More to the point, how should AA's with immutable static array keys be implemented? The current implementation doesn't work at all because the input static array can't be assigned to the Slot (the static array field in Slot is completely immutable, even from the Slot ctor???).


T

-- 
It is widely believed that reinventing the wheel is a waste of time; but I disagree: without wheel reinventers, we would be still be stuck with wooden horse-cart wheels.
March 17, 2012
"H. S. Teoh" <hsteoh@quickfur.ath.cx> wrote in message news:mailman.803.1331956296.4860.digitalmars-d@puremagic.com...
> Is this a bug?
>
> import std.stdio;
> void main() {
> immutable(int)[4] a;
> immutable(int[4]) b;
> writeln(typeid(a));
> writeln(typeid(b));
> }
>
> Output:
>
> immutable(int[4])
> immutable(int[4])
>
> So there's no tail-const type for static arrays?
>
> More to the point, how should AA's with immutable static array keys be implemented?

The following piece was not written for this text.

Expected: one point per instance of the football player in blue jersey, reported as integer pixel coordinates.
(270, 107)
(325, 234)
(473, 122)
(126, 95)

The current implementation doesn't work at all because the input static array can't be assigned to the Slot (the static array field in Slot is completely immutable, even from the Slot ctor???).
>
>
> T
>
> -- 
> It is widely believed that reinventing the wheel is a waste of time; but I disagree: without wheel reinventers, we would be still be stuck with wooden horse-cart wheels.

This is correct.  It's the same as for primitive types.  Because they implicitly convert to immutable, AAs should store a mutable copy.  T[N] should be handled almost the same as T.